Knuckleballer sets table for big ninth inning after getting called up Thursday morning

BOSTON -- Minutes after the game, Fenway Park was still electric.

Chanting, whistling and the slaps of high-fives flooded the jubilant concourse as fans paraded out onto the streets.

They praised the likes of Daniel Nava, the man who capped the six-run comeback in the bottom of the ninth with his game-winning single. They cheered Jonny Gomes, who, when the game was seemingly over, violently collided into the Green Monster to make a crucial catch in the eighth and singled to tie the contest in the ninth.

But likely forgotten in all of the excitement of the Red Sox's league-leading 11th walkoff win of the season is Steven Wright.

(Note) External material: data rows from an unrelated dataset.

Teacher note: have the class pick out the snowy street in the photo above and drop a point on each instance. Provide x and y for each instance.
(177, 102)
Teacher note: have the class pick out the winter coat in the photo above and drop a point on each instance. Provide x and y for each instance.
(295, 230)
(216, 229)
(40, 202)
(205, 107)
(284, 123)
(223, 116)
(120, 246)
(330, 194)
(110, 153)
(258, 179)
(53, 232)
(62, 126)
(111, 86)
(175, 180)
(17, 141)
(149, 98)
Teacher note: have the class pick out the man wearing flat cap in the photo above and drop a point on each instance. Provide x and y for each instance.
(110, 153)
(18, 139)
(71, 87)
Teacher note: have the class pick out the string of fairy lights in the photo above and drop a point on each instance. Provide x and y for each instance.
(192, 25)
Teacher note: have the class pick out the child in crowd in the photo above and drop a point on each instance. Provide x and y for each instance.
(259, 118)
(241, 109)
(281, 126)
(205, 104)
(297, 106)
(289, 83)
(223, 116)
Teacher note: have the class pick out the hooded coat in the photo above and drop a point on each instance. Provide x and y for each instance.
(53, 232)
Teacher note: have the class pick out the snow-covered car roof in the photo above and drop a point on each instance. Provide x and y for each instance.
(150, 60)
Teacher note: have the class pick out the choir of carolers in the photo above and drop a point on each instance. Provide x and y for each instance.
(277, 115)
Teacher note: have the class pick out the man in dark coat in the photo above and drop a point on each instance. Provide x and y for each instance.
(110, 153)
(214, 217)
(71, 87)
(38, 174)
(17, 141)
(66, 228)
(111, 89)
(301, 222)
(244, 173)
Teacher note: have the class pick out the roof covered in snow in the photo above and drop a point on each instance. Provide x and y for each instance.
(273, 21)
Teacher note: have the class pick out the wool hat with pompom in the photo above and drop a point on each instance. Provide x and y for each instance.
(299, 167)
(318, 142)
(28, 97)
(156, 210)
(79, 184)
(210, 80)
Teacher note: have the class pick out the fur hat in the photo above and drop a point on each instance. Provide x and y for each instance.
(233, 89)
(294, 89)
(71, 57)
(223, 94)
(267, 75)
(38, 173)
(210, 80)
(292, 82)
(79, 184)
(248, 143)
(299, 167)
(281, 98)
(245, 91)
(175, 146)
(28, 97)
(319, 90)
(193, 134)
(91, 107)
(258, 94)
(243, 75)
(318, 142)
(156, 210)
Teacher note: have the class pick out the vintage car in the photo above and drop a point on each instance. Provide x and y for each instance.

It was Wright, freshly called up from Triple-A Pawtucket earlier on Thursday, who relieved a struggling Ryan Dempster in the seventh inning with Boston trailing Seattle, 7-1.

The knuckleballer made sure the deficit stayed where it was, pitching three scoreless innings and setting the table for the Red Sox offense to mount their largest comeback of the season.

And while most will remember Nava's walk-off knock or Gomes' heroics, the Red Sox maintain they won't forget the man who made it possible.

"Not in this clubhouse," said Nava. "We're well aware of what he did. It's not easy to come in a situation where the game's kind of out of whack for the time being. To hang in there and put up some big zeros, we don't forget about it."

Wright, 28, wouldn't have been in Boston if the bullpen wasn't drained so heavily after Wednesday's 15-inning affair with the Mariners.

By the 10th inning of that game -- an eventual 5-4 Red Sox win -- Wright had fallen asleep, the game still flashing on his TV.

By 10:30 a.m. the next morning, Pawtucket manager Gary DiSarcina was on the phone telling him he needed to make the approximately 50-mile drive north to Boston.

"I was excited you know because this is where you want to be," said Wright, who made the drive with his wife and baby daughter.

It was his third time in the big leagues this season and the last two appearances have some eerie similarities.

During a July 11 game in Seattle, Dempster -- just like he did Thursday -- struggled as the starter and gave up seven runs to the Mariners. Wright came on in relief, pitching 5 2/3 scoreless innings and Boston won by the same score, 8-7. Of course, Nava was the hero, hitting the go-ahead single in the 10th inning.

Dempster smiled when asked about the similarities between the two games.

"That seems to be the recipe," he said.

After the game, Wright, with bags of ice bandaged to his right arm, was startled by the crowd of reporters that approached him, microphones and recorders in hand. Chances are his stay in the big leagues won't be a long one, but he said it was exciting contributing to the win Thursday.

"Like a little kid again on the edge of your seat," he said of his demeanor while watching the comeback. "It was just fun and entertaining and just awesome.

"I think it just proves you can never take an inning off. I mean because you come in down 7-1 you think that it's a mop-up role. You're just kind of going through the motions but it just shows you, you can never take a pitch off because you never know what's going to happen until that 27th out is made."